Strona promująca Amigę przez Androida siadła bo po ukazaniu się kilku artykułów autor ją porzucił. Niewykluczone że normalnie rozwijana do dziś miała by dużą popularność, może nawet większą jak twój blog.
Pytanie: czy zależy nam na takim promowaniu? Czy promowanie emulacji na urządzeniach mobilnych do czegoś prowadzi? Jakie to może mieć przełożenie na powiększenie "środowiska"? Kto z nich sięgnie po AmigaOne, a kto poszuka na Allegro "pięćsetki"? Znów - tego nie wiemy. Projekt umarł przedwcześnie.

Autor:  newhousik [ wtorek, 22 lis 2016, 16:02 ]
Tytuł:  Re: Hyperion na Fecebooku

"amigowiec" to nie koniecznie aktualny użytkownik Amigi jak pisał forumowicz "Amigowiec". Nie oczekuje od nikogo że ktoś uwierzy w statystyki z FB, bo to się tyczy głównie klasykowców i nijak się ma do aktualnie sprzedanych os4. Wiem że większość z was nie jest fanami klasyki bo i też forum jest głównie o nowej Amidzę. Ale jest fajnie bo tu przynajmniej nas tolerują ;), a jednocześnie dalej mogę się interesować Amigą NG.
Nie przekonam nikogo do FB czy G+, czy Youtuba, ale dla ludzi interesujących się klasyką jest to wygodne źródło informacji (mimo mojej niechęci do FB).
Dam ciekawy przykład z innej beczki.
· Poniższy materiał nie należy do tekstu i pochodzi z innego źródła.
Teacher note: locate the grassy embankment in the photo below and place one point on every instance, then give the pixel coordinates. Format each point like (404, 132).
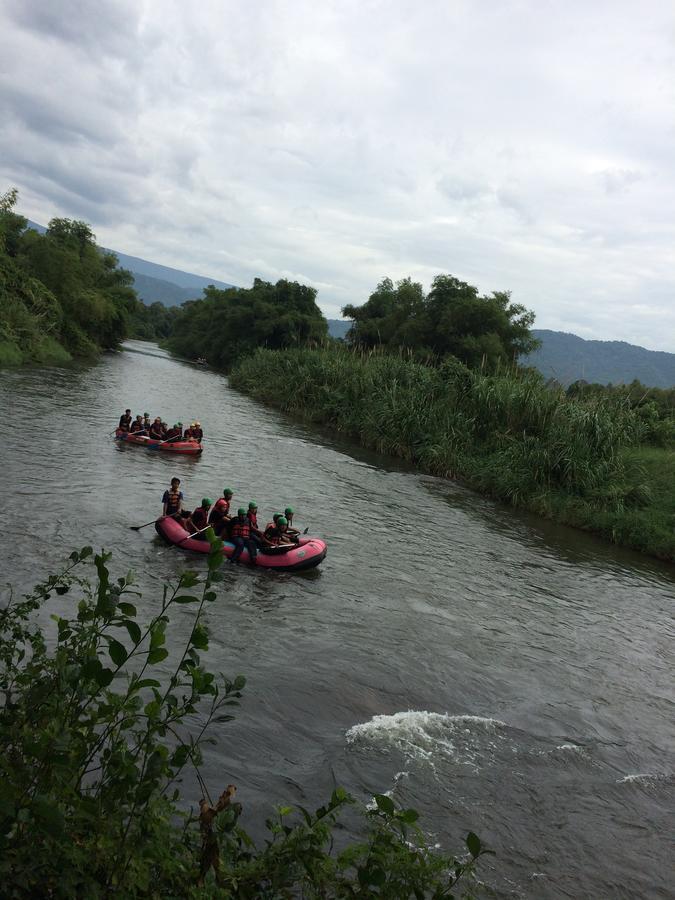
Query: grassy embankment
(580, 462)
Mam konto na Steamie (gry PC) ostatnio zyskałem tam pierwszego znajomego (konto do lat), jakiś chłopak zainteresował się starą grą Sins of a Solar. Mocno się Zdziwił jak mu powiedziałem że jest moim pierwszym znajomym na koncie steama, potem się okazało że ma 12 lat(mam 40). Pisze sobie ze mną o tej grze zapomocą czata Steama, a zdjęcia ze statkami z prośba o identyfikacje za pomocą FB. Nie maila, nie Skypa tylko własnie FB. Może to świadczy o ułomności współczesnej młodzieży a może o popularności FB . Kwestia gustu, ale o amidze nigdy nie słyszał, ale parę razy pisałem mu że jestem zajęty bo siedzę na amidze ;), może kiedyś go zainteresuje , na razie chłopak tylko gra.
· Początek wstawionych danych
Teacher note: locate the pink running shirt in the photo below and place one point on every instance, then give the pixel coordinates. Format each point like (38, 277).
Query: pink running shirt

Autor:  radzik [ wtorek, 22 lis 2016, 17:28 ]
Tytuł:  Re: Hyperion na Fecebooku

Czy się lubi czy nie FB, Twitter i nasi followersi to bardzo ważna rzecz. Dzięki temu można propagować Amigę. Jest to zawsze potencjalny zasię i zawsze ktoś z osób śledzących daną stronę może się zainteresować szerzej tematem. Zamykanie się w swoim środowisku nigdy dobre nie jest.

Autor:  Mufa [ wtorek, 22 lis 2016, 18:03 ]
Tytuł:  Re: Hyperion na Fecebooku

Cała ta dyskusja zasiała we mnie niewielkie ziarenko wątpliwości że może jednak się mylę co do amigowców i FB. Po raz pierwszy w życiu odwiedziłem więc profil PPA. Komentarze pod wpisami na FB, hmm jak pojawią się dwa to już jest naprawdę dobrze, ale większość jest na zero. Porównałem to sobie ze średnią komentarzy pod newsami na realnym PPA, czy średnią postów w wątkach na forum. Moje obawy o słuszność własnej oceny sytuacji natychmiast prysły.

Autor:  A2 [ wtorek, 22 lis 2016, 18:22 ]
Tytuł:  Re: Hyperion na Fecebooku

Mufa napisał(a):
Adam nie ukrywa że jego czasopismo ma nakład 500 egzemplarzy. Przy czym obserwując stare numery na jego stoisku w czasie Retrokompa, śmiem zaryzykować stwierdzenie że żaden numer nie wysprzedał się całkowicie

Większość numerów miała dodruki ze względu na wyczerpanie nakładu. Aktualnie znowu zaczynają się braki i myślę nad kolejnymi dodrukami. To się rozkłada w czasie, ale razem sprzedaje się całkiem spora ilość egzemplarzy.